Близ того места, где израильтяне вышли на восточный берег Чермного моря, от берега идет равнина, ведущая к плодородному оазису, известному еще и теперь под названием Айюн-Муса (Источники Моисеевы), на расстоянии четверти часа пути от берега. Здесь-то, наверно, и расположились израильтяне после чудесного перехода Чермного моря. Чудесное избавление от страшной опасности привело их в неописуемый восторг.
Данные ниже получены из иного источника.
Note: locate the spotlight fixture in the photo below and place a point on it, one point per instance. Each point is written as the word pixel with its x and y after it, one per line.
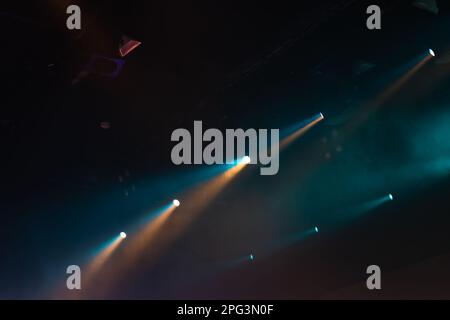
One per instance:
pixel 246 160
Этого спасения никак нельзя было приписать самим себе; оно было в собственном смысле чудесно, и народ ликовал, прославляя Иегову и своего доблестного вождя Моисея. Иегова, очевидно, есть Бог превыше и всесильнее всех богов. Все сердца были переполнены восторженной благодарностью к Богу. В такие великие исторические моменты народная душа изливается в дивно-поэтических творениях, и душа израильского народа вдохновенно выразилась в той хвалебной песни, которая сделалась историческим заветом народа и послужила основой для его религиозной и гражданской поэзии во все последующие века. «Моисей и сыны Израилевы воспели Господу песнь сию:
Пою Господу, ибо Он высоко превознесся,Коня и всадника его ввергнул в море.Господь моя крепость и слава:Он был мне спасением,Он Бог мой, и прославлю Его,Бог отца моего, и превознесу Его».
По окончании великой исторической песни началось простое народное ликование и празднество. Мариам, достойная сестра великих братьев-освободителей, образовала хороводы и с тимпаном в руках вдохновляла женщин и дев к пляскам, песням и играм. Это был самый счастливый день в истории избранного народа.